Chastin West

No. 17
- Position: Wide receiver

Personal information
- Born: May 1, 1987 (age 38) Inglewood, California, U.S.
- Listed height: 6 ft 1 in (1.85 m)
- Listed weight: 216 lb (98 kg)

Career information
- High school: Moorpark (CA)
- College: Fresno State
- NFL draft: 2010: undrafted

Career history
- Green Bay Packers (2010–2011)*; Jacksonville Jaguars (2011–2012); Detroit Lions (2013)*;
- * Offseason and/or practice squad member only

Awards and highlights
- Super Bowl champion (XLV);

Career NFL statistics
- Receptions: 13
- Receiving yards: 163
- Receiving touchdowns: 2
- Stats at Pro Football Reference

= Chastin West =

American football player (born 1987)

Chastin Jareaux West (born May 1, 1987) is an American former professional football player who was a wide receiver in the National Football League (NFL). He played college football for the Fresno State Bulldogs. West was signed by the Green Bay Packers as an undrafted free agent in 2010. He was a part of the Packers' Super Bowl XLV championship team that beat the Pittsburgh Steelers. He was also a member of the Jacksonville Jaguars and Detroit Lions.

== College career ==
West was an all-purpose back his freshman season, recording at least ten rushes, receptions and kick returns.

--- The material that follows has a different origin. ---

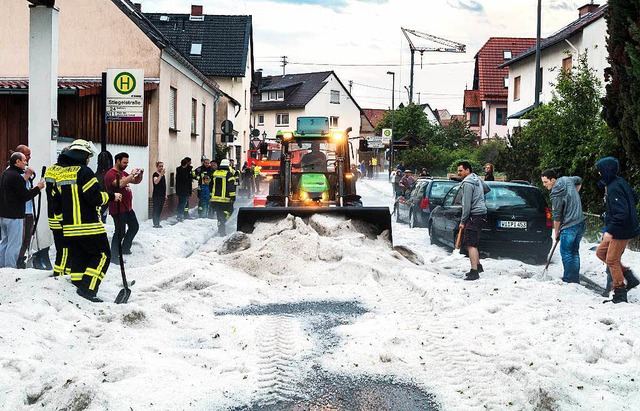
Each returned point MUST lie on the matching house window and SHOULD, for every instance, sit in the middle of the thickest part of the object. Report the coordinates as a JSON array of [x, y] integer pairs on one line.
[[196, 49], [475, 119], [194, 117], [282, 119], [173, 103], [501, 116], [335, 96]]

After not playing sophomore year, West returned as a junior still catching the ball and returning kicks, but not rushing the ball. Senior year, he took over punt returns but did not return kicks. Still, senior year was West's most productive year, finishing seventh in the Western Athletic Conference with 15.7 yards per catch. West totaled 81 receptions for 1051 yards and 45 kick returns for 958 yards while playing for Fresno State University.

==Professional career==

===Green Bay Packers===
After going undrafted in the 2010 NFL draft, West signed with the Green Bay Packers on April 30, 2010. He earned a Super Bowl ring as a Practice squad member. He was cut by the Packers on September 3, 2011. Afterwards, West was signed to the Packers' practice squad the next day.

===Jacksonville Jaguars===
West was signed from the Packers practice squad by the Jacksonville Jaguars on September 20, 2011. He was released on August 25, 2012.

===Detroit Lions===
West signed a futures contract with the Detroit Lions on January 1, 2013.